The autumn edition of the China Keqiao International Textile Expo is being held in the city from Friday to Monday, and Shou from China Textile City said local companies' interest in the event is unprecedented.

"By the end of last month 1,309 stalls had been booked, the first time the number has exceeded 1,300."

Shou said she feels that in her contact with the companies their eagerness to reach out for customers has strengthened.

Yu said her company has already booked a 10-square-meter stall at the expo.

"Customers from around the world will be there, and it's a great opportunity to show off our wares. We don't necessarily expect to sign big deals. With the failing European market, our priority is to expand our customer base."

As Shaoxing's textile companies continue to be hit by the slump in orders from the West, there are other markets with great potential, Shou said.

From January to July, 465 textile companies from Shaoxing exported products worth $136 million to Russia, a rise of 25.9 percent year-on-year.

"Russia coming to the fore as the traditional European markets fail us comes as a surprise," Shou said. "With Russia entering the World Trade Organization, that growth will accelerate."

Wei Changjun, president of Shaoxing Mina Textile, expresses similar optimism, saying Russia holds great potential for Chinese textile companies.
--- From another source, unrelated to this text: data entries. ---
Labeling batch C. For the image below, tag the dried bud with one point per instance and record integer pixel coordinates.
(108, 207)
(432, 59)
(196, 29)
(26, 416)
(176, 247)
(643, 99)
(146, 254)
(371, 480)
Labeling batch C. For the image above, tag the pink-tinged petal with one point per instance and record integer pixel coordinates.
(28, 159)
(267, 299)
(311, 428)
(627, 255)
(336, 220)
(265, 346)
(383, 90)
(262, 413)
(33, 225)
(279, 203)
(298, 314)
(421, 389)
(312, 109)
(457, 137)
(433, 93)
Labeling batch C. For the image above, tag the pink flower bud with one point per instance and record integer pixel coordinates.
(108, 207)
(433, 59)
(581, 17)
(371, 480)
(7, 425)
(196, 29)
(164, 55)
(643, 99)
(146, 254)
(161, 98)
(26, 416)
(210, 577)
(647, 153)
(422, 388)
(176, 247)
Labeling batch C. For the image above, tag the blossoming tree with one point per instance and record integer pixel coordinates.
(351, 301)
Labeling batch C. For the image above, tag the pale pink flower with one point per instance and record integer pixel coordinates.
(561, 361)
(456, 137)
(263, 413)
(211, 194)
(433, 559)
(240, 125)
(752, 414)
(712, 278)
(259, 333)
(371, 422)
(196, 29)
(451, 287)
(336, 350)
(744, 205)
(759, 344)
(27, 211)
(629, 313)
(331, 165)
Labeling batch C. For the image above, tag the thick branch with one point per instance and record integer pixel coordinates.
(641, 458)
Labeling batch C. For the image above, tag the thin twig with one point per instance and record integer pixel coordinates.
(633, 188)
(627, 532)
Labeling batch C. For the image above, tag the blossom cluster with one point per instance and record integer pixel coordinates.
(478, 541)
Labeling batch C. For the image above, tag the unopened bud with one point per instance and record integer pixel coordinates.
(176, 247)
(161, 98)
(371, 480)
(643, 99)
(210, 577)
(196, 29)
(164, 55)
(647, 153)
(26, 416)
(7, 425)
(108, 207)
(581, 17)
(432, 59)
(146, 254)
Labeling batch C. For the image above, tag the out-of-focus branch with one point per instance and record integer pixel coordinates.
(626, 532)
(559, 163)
The company registered a branch in Russia this year, and exports to the country totaled $3 million in the first half of the year.

"In the past, most textile products in the Russian market were from South Korea or Turkey, which they think are of better quality. But most of these products come from Shaoxing, so we are directly connecting with the Russian market," Wei said.

Shou said China Textile City plans to set up a marketplace in Russia for companies in Shaoxing to do business there.

"The marketplace will be in Moscow's Greenwood business park, and we will have a whole building of our own. Five companies are already there, and more should follow over the coming year."

Shou said that as Western recovery continues to be elusive, it is time to turn to emerging markets, with better products and services.